Crouching and sitting on a classroom floor, Gov. Mark Dayton mingled with four-year-olds Friday as he made a pitch for a hefty state spending increase for universal access to preschool in Minnesota.

"You look like you're 65," observed one little boy. "Close. I'm 68," said Dayton, who interacted with kids for about 20 minutes as they sat in a group and later worked on iPads.

Dayton wants lawmakers to approve $348 million in new state spending so that every public school in the state could provide such classes. It's the biggest single general fund spending increase Dayton has proposed this year, and comprises about a fifth of the state's projected $1.9 billion budget surplus.

The group of about 15 children in the pre-kindergarten class at Newport Elementary School were well-behaved despite an unusually large crowd of adults accompanying the governor -- aides and security, area state legislators, school district officials and reporters. Their teachers later said the good showing by the kids was a testament to the benefits of early learning.

"We notice a huge difference between students who do pre-K and those who don't," said Brittany Vasecka, a pre-kindergarten teacher at the school. The classes are half-day and run five days a week.

In all, 80 percent of students in the South Washington County district attend pre-kindergarten classes, district officials said. Under Dayton's proposal, both districts that already provide pre-kindergarten classes and those that don't would both be recipients of the money.

"I don't think we should penalize the school districts that have made this commitment," Dayton said.

But some education advocacy groups have jumped on that lack of a distinction. On Thursday, a business-backed nonprofit called Parent Aware for School Readiness released an analysis contending that about 70,000 low-income kids between birth and age 3 could have access to needed early learning programs if about $100 million less were to be spent on the universal preschool initiative.

In a news release, the group said that districts with high numbers of "wealthier families whose children are already likely to be ready for kindergarten" don't need the funding Dayton's proposal would provide.

"That ought to be focused on younger children from low income families," said Ericca Maas, executive director of the group.

If Dayton and lawmakers were to make preschool access universal to four-year-olds, Maas said, "then next year all of us advocates will be back here saying, 'what about the three-year-olds.'"

Dayton said he'd be open to more funding for even earlier learning programs. But he said diverting some money away from universal preschool access would run the risk of "pitting four-year-olds against three- and two-year-olds," Dayton said.

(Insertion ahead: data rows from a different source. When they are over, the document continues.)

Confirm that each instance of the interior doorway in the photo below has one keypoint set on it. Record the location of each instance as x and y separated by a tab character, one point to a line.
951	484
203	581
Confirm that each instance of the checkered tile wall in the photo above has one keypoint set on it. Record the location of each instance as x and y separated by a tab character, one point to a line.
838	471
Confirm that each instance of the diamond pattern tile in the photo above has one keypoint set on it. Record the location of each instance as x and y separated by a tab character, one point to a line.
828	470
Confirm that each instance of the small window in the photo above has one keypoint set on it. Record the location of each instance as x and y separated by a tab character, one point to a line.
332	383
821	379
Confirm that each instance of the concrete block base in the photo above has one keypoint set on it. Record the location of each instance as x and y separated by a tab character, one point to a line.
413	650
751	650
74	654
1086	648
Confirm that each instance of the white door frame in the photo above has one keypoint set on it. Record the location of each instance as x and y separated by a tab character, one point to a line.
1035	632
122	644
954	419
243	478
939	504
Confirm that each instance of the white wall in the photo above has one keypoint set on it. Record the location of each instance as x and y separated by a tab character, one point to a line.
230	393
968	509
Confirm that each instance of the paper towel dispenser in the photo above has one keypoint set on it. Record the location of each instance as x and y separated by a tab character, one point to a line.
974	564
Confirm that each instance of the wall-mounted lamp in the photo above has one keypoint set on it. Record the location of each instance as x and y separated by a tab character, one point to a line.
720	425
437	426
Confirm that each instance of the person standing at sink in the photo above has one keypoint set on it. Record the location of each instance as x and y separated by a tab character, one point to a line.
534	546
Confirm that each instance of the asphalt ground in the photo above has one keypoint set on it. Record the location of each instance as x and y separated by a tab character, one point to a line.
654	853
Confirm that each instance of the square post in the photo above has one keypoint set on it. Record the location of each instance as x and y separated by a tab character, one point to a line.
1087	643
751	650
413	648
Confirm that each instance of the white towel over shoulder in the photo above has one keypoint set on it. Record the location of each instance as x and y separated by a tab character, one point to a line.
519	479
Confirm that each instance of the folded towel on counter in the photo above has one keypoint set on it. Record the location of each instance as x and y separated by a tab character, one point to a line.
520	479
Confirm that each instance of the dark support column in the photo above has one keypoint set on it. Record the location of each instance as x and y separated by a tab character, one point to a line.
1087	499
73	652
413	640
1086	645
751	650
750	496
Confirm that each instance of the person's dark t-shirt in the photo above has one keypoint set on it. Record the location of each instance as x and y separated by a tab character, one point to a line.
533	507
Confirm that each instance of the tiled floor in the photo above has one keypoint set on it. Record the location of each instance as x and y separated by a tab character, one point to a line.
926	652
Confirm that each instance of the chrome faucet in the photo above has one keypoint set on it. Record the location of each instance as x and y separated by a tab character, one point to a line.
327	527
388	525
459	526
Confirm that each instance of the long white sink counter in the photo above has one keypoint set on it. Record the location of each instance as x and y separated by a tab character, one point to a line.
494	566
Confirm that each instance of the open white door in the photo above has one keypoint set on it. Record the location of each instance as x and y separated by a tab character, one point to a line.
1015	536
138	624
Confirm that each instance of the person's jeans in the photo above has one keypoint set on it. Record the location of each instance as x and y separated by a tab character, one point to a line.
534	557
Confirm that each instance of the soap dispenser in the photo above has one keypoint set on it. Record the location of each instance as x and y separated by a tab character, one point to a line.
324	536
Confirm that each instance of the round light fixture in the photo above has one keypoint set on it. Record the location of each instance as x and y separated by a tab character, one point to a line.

The DFL governor's preschool initiative is of a similiar character to one of his most-touted successes of his first term, when he and the DFL-led Legislature approved funding for universal all-day kindergarten. Dayton mentioned that success frequently during his successful re-election campaign last year. This year, Dayton must navigate the proposal through a GOP-led House, which has different priorities for both the budget surplus and in state management of schools. House Speaker Kurt Daudt and other Republicans, while calling universal preschool a worthy goal, have also suggested some means testing might be needed.